I see a lot of rosacea in clinic which typically resides in the cheeks, forehead and chin. The cheeks in Chinese medicine overlap with a few organs. There could be issues with the lung, stomach or heart, so I narrow it down with some questions. Do your cheeks only get red on exertion? Do you sweat easily on exertion? Do you have asthma? (Lung) Do you get extreme hunger? Do your cheeks become red when you eat certain foods? Do you crave cold drinks? (Stomach) Do you flush when you become embarrassed? Do you get heart palpitations? Do you have insomnia? (Heart) There are many more questions I go through, these are just a few that help to narrow down which meridians to work with.


Areas of the face that are prone to puffiness are typically under the eyes and the neck/jawline area. Puffiness and swelling are typically associated with the spleen and kidneys in Chinese medicine. These organs are both mainly responsible for the distribution and excretion of fluids, so if either of them isn’t happy puffiness may prevail. In some cases, the whole face can become puffy from impaired lung function. I would use specific questions, plus pulse and tongue to determine which meridians need some attention. Diet, lifestyle, stress and constitution all play a part in being prone to puffiness.

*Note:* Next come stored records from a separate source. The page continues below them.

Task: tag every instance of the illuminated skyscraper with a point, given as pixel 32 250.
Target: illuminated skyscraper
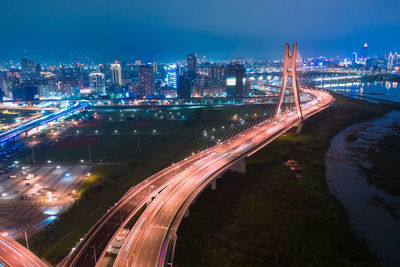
pixel 354 59
pixel 236 80
pixel 365 51
pixel 184 87
pixel 146 78
pixel 192 66
pixel 97 83
pixel 28 69
pixel 172 75
pixel 390 61
pixel 116 75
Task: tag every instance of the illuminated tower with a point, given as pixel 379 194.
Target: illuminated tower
pixel 116 75
pixel 289 70
pixel 146 78
pixel 390 61
pixel 192 66
pixel 172 76
pixel 365 51
pixel 354 59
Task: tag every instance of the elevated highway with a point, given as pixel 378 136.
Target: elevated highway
pixel 149 192
pixel 15 255
pixel 26 127
pixel 151 241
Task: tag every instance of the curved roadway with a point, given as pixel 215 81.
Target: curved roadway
pixel 164 184
pixel 154 233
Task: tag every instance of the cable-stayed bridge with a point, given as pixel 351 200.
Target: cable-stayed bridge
pixel 161 201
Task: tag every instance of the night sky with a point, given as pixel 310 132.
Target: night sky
pixel 168 30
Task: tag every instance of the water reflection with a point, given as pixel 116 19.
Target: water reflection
pixel 377 90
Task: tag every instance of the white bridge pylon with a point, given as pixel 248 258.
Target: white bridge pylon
pixel 289 70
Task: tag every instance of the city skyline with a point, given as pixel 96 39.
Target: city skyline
pixel 103 31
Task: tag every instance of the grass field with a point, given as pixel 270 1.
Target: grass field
pixel 269 216
pixel 174 140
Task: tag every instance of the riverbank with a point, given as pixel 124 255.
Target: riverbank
pixel 362 172
pixel 277 213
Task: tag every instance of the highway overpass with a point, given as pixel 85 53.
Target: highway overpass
pixel 149 192
pixel 13 133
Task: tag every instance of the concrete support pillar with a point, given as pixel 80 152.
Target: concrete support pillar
pixel 240 167
pixel 186 213
pixel 214 184
pixel 299 127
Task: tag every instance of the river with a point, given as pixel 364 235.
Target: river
pixel 366 205
pixel 389 91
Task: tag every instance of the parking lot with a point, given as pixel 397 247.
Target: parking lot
pixel 32 196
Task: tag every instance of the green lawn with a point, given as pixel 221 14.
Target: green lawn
pixel 175 141
pixel 268 216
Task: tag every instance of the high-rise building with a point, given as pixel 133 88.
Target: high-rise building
pixel 26 93
pixel 116 75
pixel 390 61
pixel 192 66
pixel 236 80
pixel 155 66
pixel 365 51
pixel 28 69
pixel 184 90
pixel 354 59
pixel 172 74
pixel 97 83
pixel 146 79
pixel 216 73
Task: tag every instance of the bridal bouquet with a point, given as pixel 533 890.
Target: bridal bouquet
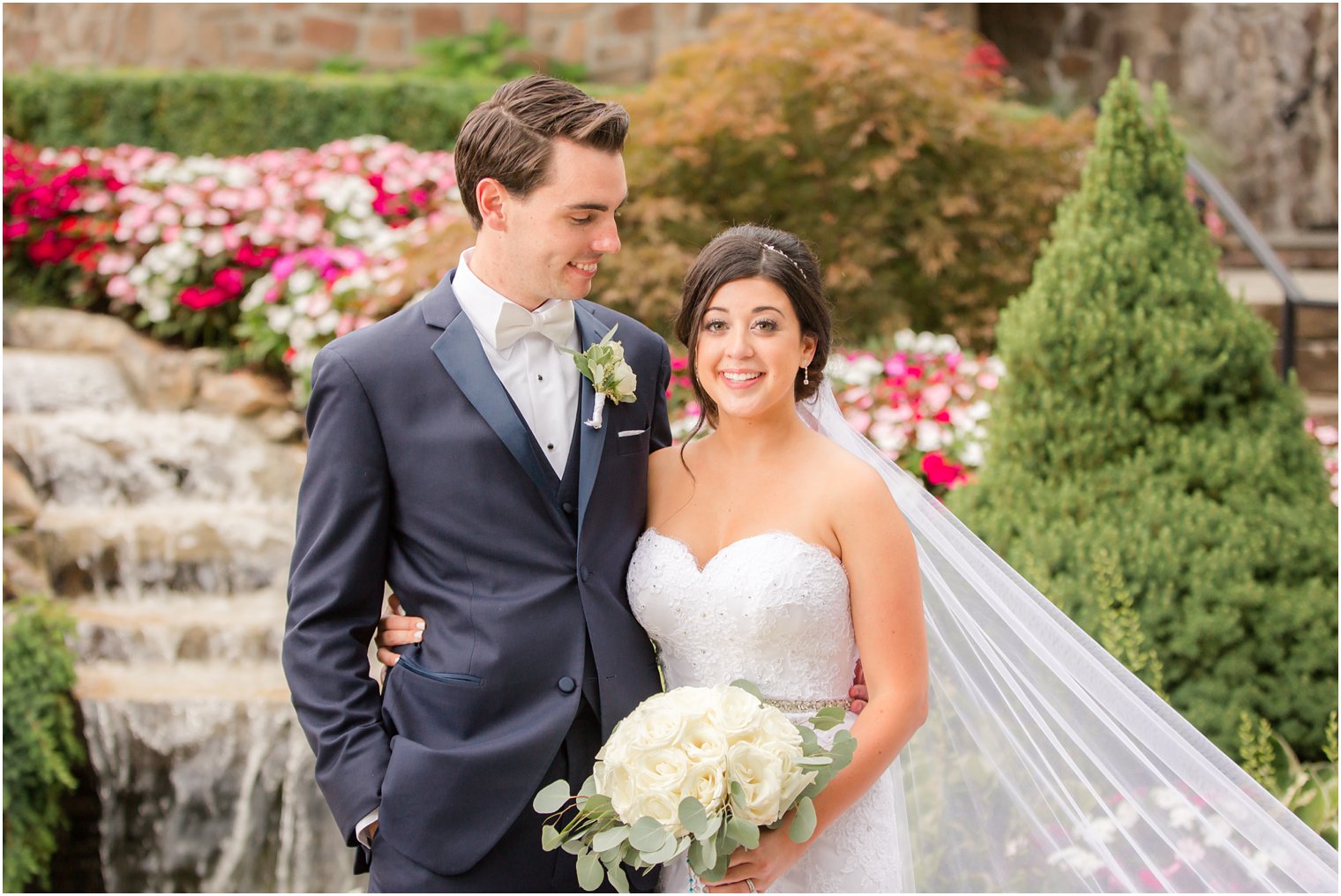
pixel 698 770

The neck/jawline can also be recognized as slow lymph drainage or a sluggish thyroid gland. Along with the appropriate plan, my patients can also work on reducing puffiness in these areas at home using their gua sha tools. If you’ve had a session with me, you’ll know how jazzed I am about the ancient Chinese technique using a heart shaped jade tool to gently scrape the face to increase collagen production, and in this case stimulate the lymphatic system. Using a downward motion from the jawline to the top of the collar bone, you can literally move fluid from your face and stimulate the lymph system to deal with it. The same can be done to reduce puffiness under the eyes. Along with regular acupuncture sessions, my patients often see fast results in the reduction of their puffiness.

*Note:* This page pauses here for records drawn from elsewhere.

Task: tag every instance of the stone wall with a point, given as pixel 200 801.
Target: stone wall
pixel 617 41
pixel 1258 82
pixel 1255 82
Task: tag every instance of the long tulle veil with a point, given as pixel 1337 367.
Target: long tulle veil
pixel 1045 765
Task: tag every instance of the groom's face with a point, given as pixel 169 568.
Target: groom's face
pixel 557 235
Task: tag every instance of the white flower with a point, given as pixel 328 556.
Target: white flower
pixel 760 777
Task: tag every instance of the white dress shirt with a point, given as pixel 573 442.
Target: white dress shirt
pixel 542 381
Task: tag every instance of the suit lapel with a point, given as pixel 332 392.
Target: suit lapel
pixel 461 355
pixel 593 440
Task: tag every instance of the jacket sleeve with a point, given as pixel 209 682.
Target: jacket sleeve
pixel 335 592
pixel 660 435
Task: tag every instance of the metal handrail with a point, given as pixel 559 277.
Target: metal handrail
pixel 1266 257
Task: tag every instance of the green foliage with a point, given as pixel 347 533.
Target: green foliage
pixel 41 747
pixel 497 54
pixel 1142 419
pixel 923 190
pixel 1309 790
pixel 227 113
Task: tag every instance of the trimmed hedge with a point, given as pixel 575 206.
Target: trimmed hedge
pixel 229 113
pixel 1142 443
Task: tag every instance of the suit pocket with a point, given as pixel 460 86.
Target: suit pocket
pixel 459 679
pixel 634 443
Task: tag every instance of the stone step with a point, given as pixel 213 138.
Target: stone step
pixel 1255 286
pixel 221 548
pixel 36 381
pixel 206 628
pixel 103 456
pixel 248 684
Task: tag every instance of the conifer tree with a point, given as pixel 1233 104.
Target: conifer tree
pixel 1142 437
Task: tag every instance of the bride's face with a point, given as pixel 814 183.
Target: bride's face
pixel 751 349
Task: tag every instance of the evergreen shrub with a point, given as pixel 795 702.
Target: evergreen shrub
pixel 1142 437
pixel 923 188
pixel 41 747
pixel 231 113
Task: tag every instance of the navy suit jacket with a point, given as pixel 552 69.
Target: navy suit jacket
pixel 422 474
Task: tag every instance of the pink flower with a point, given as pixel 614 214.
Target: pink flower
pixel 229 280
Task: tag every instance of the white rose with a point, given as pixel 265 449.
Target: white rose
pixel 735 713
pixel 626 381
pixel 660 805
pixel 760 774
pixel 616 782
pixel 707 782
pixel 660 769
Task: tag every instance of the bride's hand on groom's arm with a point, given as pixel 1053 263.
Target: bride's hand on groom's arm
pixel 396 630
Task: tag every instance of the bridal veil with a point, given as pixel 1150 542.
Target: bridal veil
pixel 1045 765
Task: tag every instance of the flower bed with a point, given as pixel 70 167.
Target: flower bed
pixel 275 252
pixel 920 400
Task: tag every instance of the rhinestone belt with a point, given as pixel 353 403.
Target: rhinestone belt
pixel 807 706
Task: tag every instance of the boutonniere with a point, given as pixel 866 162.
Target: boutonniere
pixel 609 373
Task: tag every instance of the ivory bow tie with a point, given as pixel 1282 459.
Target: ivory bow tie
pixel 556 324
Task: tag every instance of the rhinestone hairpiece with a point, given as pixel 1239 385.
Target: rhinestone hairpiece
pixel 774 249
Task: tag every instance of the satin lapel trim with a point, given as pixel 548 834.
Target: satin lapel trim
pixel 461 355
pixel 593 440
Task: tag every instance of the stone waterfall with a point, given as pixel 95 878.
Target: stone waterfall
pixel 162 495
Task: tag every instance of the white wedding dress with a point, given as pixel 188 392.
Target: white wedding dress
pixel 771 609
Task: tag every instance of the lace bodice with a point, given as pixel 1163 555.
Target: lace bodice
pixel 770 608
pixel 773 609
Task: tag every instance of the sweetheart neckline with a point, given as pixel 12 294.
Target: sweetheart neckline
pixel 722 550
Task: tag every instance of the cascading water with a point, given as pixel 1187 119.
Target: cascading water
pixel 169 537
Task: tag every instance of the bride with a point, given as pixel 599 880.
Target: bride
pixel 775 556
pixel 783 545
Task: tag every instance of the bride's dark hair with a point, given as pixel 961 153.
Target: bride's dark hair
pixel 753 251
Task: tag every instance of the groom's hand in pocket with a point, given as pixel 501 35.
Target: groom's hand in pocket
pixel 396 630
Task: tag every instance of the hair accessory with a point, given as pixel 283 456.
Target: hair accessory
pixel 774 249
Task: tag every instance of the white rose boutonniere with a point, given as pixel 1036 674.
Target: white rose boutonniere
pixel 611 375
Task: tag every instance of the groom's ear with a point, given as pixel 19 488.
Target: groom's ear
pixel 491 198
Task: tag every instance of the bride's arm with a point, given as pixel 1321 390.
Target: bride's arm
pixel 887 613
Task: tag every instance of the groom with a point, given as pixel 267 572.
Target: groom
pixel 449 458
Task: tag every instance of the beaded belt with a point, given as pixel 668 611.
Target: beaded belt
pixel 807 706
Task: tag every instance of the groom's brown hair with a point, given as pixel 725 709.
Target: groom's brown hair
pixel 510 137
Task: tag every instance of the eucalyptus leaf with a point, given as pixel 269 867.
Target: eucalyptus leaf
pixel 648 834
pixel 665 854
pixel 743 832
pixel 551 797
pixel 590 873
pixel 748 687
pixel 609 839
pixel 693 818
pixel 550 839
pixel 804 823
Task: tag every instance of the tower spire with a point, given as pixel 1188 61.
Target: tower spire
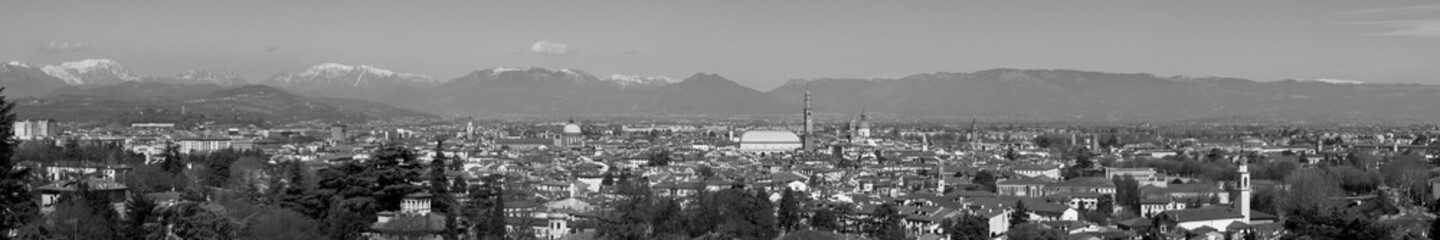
pixel 1244 191
pixel 810 127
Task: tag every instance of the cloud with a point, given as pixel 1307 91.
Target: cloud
pixel 1407 28
pixel 550 48
pixel 1396 10
pixel 64 46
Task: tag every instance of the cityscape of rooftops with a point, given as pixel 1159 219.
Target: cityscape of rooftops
pixel 797 120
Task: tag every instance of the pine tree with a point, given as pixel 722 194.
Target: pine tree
pixel 16 201
pixel 1020 214
pixel 824 219
pixel 138 210
pixel 887 223
pixel 791 210
pixel 966 227
pixel 174 161
pixel 439 188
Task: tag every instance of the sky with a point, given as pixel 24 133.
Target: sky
pixel 758 43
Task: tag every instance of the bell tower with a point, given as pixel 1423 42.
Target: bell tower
pixel 1244 191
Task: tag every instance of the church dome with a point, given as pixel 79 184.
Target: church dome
pixel 572 128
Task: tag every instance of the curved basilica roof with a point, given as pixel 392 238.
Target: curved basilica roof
pixel 769 137
pixel 572 128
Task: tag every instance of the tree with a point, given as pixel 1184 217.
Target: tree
pixel 1407 173
pixel 1312 223
pixel 174 161
pixel 486 209
pixel 824 219
pixel 1021 214
pixel 750 216
pixel 85 214
pixel 1105 204
pixel 439 184
pixel 189 220
pixel 985 178
pixel 791 210
pixel 1434 227
pixel 1041 141
pixel 966 227
pixel 140 210
pixel 887 223
pixel 1128 193
pixel 1034 232
pixel 631 216
pixel 282 224
pixel 660 158
pixel 16 201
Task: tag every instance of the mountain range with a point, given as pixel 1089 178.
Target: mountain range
pixel 190 104
pixel 995 94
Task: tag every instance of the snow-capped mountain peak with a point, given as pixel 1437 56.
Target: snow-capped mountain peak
pixel 638 81
pixel 1338 81
pixel 18 63
pixel 337 78
pixel 91 71
pixel 503 69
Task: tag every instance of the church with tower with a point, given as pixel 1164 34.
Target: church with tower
pixel 1218 222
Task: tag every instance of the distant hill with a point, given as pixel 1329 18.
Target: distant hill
pixel 172 102
pixel 1116 97
pixel 997 94
pixel 534 91
pixel 20 81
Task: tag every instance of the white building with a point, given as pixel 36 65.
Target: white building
pixel 35 130
pixel 203 144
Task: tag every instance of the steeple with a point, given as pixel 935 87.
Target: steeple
pixel 810 125
pixel 1244 191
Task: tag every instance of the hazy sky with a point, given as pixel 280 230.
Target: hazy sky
pixel 758 43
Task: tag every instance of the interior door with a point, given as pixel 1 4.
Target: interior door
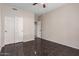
pixel 39 29
pixel 13 26
pixel 18 28
pixel 9 26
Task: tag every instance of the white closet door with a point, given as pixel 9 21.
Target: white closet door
pixel 9 30
pixel 9 23
pixel 0 28
pixel 18 29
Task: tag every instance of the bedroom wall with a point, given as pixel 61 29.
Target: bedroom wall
pixel 62 25
pixel 28 24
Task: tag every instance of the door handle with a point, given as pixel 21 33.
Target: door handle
pixel 5 30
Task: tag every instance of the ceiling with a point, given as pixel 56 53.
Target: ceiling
pixel 37 9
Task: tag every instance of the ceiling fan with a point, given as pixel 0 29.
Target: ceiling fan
pixel 44 5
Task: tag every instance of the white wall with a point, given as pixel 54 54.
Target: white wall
pixel 28 23
pixel 62 25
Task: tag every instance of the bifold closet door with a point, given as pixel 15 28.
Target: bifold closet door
pixel 9 26
pixel 13 26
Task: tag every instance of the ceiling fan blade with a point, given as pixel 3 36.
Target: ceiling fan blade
pixel 35 3
pixel 44 5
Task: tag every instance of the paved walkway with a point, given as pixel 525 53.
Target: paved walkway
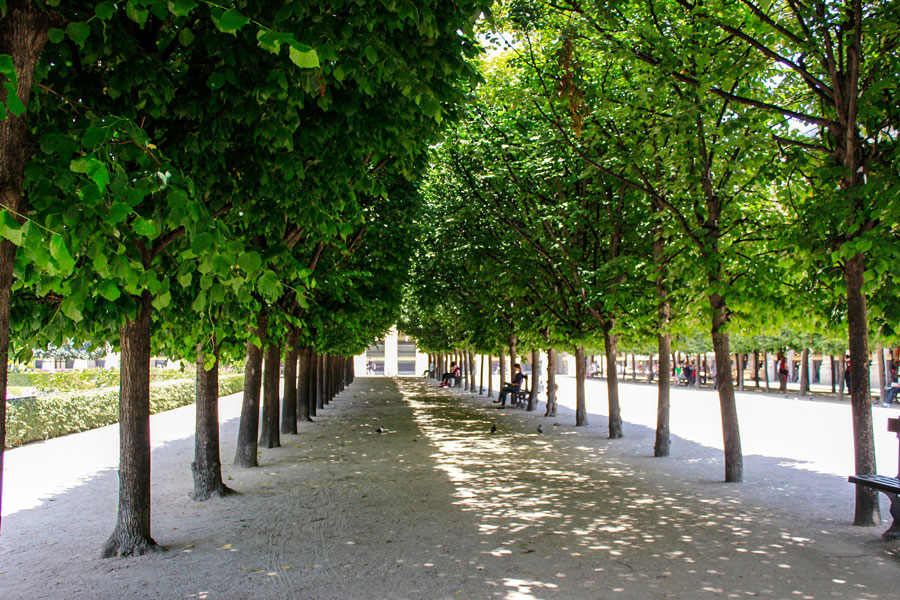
pixel 438 507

You can go deep into face-reading and find some information that sounds as if a fortune teller is reading your palm, but If you approach it with an open mind you’d be surprised what you might notice in the people you meet. It takes practice, but you can start by simply observing someone’s facial colour. Pale, red, yellow tinge, dark under the eyes, green hue toward the temple. These are all things Chinese medicine practitioners are taught to interpret. If it all gets too complicated, I just go back to assessing the state of their spirit, or “shen” because that’s at the core of what lights up in a person’s eyes and entirety of their facial expressions. If a person is healthy and their spirit is strong, they’re connecting with the world around them, their skin is glowing, and their eyes are bright. I think we can all agree, when we’re feeling our best it shows.